Ø Consolidation Requirements in the Netherlands
Generally, the consolidated financial statements of parent companies must include the financial data of "controlled subsidiaries" and other "group companies."
As per the law, a "controlled subsidiary" is a legal entity in which the company can directly or indirectly exercise more than 50% of the voting rights at the shareholders' meeting or is authorized for the appointment or dismissal of more than half of the MD or Supervisory directors. A partnership wherein the company is a full partner also falls within the meaning of a subsidiary.
A "group company" is a partnership or legal entity that is part of a group of companies.
The main decisive factor in such consolidation is the (managerial) control over the entities, irrespective of the proportion of shares being held.
The financial data of a subsidiary or group company doesn’t need to be included in the consolidated financial statements if:
- The importance of such data is negligible in comparison to the group as a whole
- it is rather expensive or time-consuming to acquire financial information
- it is only held to alienate
There can be the omission of the consolidation if the subsidiary or group company is to be consolidated:
- Is able to satisfy the criteria for the description of a small company for Dutch Statutory purposes
- The company isn’t listed on a stock exchange
Other circumstances wherein the consolidation can be omitted are discussed below
- No written information has been received by the company regarding any objection against the non-consolidation within 6 months post the ending of FY by at least 1/10th of its members or by holders of at least 1/10th of its issued shares.

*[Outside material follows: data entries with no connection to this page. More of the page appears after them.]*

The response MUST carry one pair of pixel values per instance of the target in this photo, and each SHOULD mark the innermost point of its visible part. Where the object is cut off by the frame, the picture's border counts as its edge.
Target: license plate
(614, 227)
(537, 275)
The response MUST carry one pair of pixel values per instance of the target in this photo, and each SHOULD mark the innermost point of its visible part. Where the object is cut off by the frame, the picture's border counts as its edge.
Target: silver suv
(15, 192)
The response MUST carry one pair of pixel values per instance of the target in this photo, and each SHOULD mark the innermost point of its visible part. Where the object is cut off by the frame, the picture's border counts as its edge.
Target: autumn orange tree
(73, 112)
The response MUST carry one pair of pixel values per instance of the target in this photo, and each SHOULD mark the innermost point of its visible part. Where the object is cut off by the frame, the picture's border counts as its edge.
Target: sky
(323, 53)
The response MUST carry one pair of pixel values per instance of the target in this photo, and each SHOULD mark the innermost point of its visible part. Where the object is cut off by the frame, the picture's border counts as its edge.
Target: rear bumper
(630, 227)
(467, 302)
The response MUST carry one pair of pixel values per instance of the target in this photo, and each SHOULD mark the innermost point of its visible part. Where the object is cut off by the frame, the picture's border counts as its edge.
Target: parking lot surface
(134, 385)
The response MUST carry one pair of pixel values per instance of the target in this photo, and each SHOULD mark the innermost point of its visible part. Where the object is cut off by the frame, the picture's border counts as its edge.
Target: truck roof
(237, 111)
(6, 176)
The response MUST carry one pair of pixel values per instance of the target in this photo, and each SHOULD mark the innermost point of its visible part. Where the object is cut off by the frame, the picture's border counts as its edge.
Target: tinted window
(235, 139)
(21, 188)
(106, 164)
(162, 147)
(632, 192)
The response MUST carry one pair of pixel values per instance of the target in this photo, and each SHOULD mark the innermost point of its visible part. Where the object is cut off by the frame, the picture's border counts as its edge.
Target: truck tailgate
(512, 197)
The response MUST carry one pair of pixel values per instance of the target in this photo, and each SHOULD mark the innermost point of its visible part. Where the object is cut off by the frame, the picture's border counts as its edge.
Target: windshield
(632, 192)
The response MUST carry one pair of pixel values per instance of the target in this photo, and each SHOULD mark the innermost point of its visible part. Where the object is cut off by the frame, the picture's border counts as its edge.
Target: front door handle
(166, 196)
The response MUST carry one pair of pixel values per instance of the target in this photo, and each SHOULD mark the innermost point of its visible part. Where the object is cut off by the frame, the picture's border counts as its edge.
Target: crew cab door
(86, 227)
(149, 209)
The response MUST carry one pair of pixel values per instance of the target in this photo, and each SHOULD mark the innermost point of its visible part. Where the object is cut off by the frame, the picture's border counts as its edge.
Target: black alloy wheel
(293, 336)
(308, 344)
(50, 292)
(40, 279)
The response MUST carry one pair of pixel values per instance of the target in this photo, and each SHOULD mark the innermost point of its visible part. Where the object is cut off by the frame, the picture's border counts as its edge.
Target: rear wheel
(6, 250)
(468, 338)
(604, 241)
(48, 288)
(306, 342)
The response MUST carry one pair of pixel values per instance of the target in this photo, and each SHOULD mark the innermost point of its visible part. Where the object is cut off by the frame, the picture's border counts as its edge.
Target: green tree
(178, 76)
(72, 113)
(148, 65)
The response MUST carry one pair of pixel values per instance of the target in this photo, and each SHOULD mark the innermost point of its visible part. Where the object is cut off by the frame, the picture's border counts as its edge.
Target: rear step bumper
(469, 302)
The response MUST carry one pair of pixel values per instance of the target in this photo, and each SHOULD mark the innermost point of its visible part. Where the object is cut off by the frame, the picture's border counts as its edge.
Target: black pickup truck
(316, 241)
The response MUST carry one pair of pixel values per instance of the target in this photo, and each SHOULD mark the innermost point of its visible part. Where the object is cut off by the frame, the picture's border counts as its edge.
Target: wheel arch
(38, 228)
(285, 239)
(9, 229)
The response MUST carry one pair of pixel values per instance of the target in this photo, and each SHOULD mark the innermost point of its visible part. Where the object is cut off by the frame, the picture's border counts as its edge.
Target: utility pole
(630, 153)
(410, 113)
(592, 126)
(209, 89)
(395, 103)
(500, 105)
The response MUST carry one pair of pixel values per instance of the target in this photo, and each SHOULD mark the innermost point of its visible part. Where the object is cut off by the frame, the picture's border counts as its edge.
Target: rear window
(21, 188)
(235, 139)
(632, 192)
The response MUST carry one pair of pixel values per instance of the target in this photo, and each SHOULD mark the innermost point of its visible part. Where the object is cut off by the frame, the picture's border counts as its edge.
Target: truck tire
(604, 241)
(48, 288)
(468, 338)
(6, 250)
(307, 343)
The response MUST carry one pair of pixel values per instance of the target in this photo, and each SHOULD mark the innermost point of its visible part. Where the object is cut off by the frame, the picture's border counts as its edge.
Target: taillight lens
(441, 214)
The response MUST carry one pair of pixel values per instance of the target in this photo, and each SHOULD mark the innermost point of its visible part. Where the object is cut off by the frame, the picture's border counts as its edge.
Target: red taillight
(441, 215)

- The financial information which was required to be consolidated by the company is already included in the financial statements of its parent company.
- The preparation of these consolidated financial statements and the annual report is done as per the stipulations of the 7th EU Directive.
- The consolidated financial statements, the auditor's opinion and the annual report, insofar as these haven't been translated into Dutch, have been prepared or translated into German, French or English and are all in the same language.
- Within a period of 6 months of every balance sheet date or within 1 month of a permitted later publication, the translations or documents mentioned above have been filed at the offices of the trade register wherein the company is registered, or there has been the filing of a notice referring to the offices of the trade register where the same are available.
- Audit Requirements in the Netherlands
Only the medium and large companies and companies that apply IFRS should have their annual report audited by an independent, qualified and registered Dutch auditor. The appointment of the auditor is made by the general shareholders meeting, or in the occurrence of default, by the managing board or supervisory board
The audit report of the auditor must include the following points:
- Do the financial statements provide information as per the GAAP in the Netherlands and accurately represent the financial position and result for the financial year? The right judgement can be made as to the solvency and liquidity of the company;
- Does the management board's report meets the legal requirements; and
- Does adequate additional information have been provided?
The auditor reports to the managing and supervisory boards. Prior to the determination or approval of the financial statements, the competent body should have taken notice of the auditor's report. A Dutch company may opt for a voluntary audit if the audit is not obligatory.